To his credit, the old nomad didn’t jump on the deal immediately. “Forgive me for doubting your judgment, but you appear so ill-prepared for desert travel. Can you spare such a quantity of water? I would hate for our deal to leave you dying of thirst before you reach your goal.”

“I appreciate your concern, friend,” Jace told him, ignoring the impatient tapping of Liliana’s foot beside him. “But we’ll make do, I assure you.”

“Very well. Then we have a bargain.” The nomad gestured and several of his brethren came forward, carrying robes akin to the one he wore. “Not to keep questioning you, my new friends,” he said hesitantly, “but are you certain you wish to approach the Iron Tower? Even we go there only when we have many valuables to trade, and then only reluctantly. It is a bad place.”

“I don’t doubt that at all,” Jace admitted. “But from your description, yes, it is exactly where we must go.”

“So be it. I wish you the luck of the heavens. You must start from here, traveling due west for two days. Then …”

It was, in fact, four days later when Jace Beleren and Liliana Vess strode from the seemingly endless deserts, their skin chapped and wind-burned despite their protective magics and native garb, to finally arrive
at the metallic monstrosity that was Tezzeret’s home. Despite the heat, Jace had insisted on wearing his blue cloak, though he did so beneath the nomad’s robe. He knew damn well that he was being superstitious, even silly, but he’d owned it so long, survived with it for so long, he felt naked facing Tezzeret without it. Both were tired from the journey, both were worried that the sands had offered them little in the way of mana suited to their magics. They could only hope to discover some viable source within the sanctum itself, or risk finding themselves truly overmatched.

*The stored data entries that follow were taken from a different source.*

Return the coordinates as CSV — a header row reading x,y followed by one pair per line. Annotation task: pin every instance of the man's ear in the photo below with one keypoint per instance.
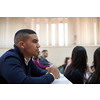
x,y
21,44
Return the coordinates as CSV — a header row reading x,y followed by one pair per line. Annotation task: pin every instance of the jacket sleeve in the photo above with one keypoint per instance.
x,y
14,73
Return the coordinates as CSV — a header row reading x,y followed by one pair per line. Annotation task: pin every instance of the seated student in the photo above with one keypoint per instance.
x,y
16,65
37,62
95,76
43,59
62,67
78,67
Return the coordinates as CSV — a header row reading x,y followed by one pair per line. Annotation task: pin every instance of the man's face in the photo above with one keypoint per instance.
x,y
31,46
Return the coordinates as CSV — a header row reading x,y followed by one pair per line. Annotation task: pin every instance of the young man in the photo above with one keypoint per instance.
x,y
43,59
16,65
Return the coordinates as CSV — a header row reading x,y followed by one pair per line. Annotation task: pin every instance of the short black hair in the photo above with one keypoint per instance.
x,y
44,51
20,35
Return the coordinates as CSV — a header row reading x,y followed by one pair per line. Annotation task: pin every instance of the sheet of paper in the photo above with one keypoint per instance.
x,y
61,80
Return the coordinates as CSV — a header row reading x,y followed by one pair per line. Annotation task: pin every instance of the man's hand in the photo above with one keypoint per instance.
x,y
54,71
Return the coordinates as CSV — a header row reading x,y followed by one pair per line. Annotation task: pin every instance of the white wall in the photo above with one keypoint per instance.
x,y
57,54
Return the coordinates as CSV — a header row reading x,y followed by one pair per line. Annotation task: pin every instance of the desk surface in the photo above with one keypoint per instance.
x,y
61,80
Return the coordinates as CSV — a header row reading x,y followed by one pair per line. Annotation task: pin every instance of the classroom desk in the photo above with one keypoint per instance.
x,y
61,80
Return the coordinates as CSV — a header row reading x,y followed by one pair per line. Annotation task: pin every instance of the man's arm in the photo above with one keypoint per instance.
x,y
13,72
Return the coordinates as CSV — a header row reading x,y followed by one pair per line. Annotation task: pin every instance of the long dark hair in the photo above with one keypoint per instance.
x,y
79,60
36,57
95,78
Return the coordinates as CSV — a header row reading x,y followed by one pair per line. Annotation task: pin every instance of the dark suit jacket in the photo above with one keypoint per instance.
x,y
13,70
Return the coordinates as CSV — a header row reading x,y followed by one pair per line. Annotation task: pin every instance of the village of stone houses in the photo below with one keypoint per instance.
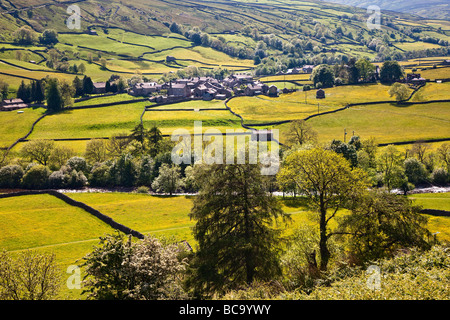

It rose from beneath the sands, a shallow hill that gleamed blindingly in the pounding sun. Perfectly smooth, at least from this distance, it might as well have been shaped from a single slab of alloy; only one solitary tower in the structure’s center, stabbing daggerlike at the heavens and boasting numerous spires and protrusions of its own, marred the otherwise pristine surface of the gentle slope. Uneven heaps of sand surrounded it, rising and falling waves constantly reshaped by the desert winds.

The mages studied it, hands held high to shade their eyes from the brilliance. From their current vantage, it was impossible to say precisely how large the structure might be, for the desert here was flat and featureless, their view obscured by sand-speckled breeze and the haze of rising heat.

Finally, Jace turned to Liliana and said simply, “How much magic do you suppose it takes to keep the place cool?”

She snorted, and they trudged their way closer still. As they walked, each summoned a small flock of minions—tiny fey, in Jace’s case, with the power to make themselves invisible, while Liliana called up a handful of translucent spirits—and ordered them on ahead.

They learned much as they neared the looming structure. It was not, as they had supposed, perfectly circular;
rather, they had appeared toward the back of what turned out to be a crescent, shallower on the inner curve than the outer, and at the tips than the rear. The tower emerged from the highest point, at the apex of the crescent’s bend. And it was not, in fact, constructed of a single sheet of metal, though the individual pieces were so perfectly fitted together that it might as well have been.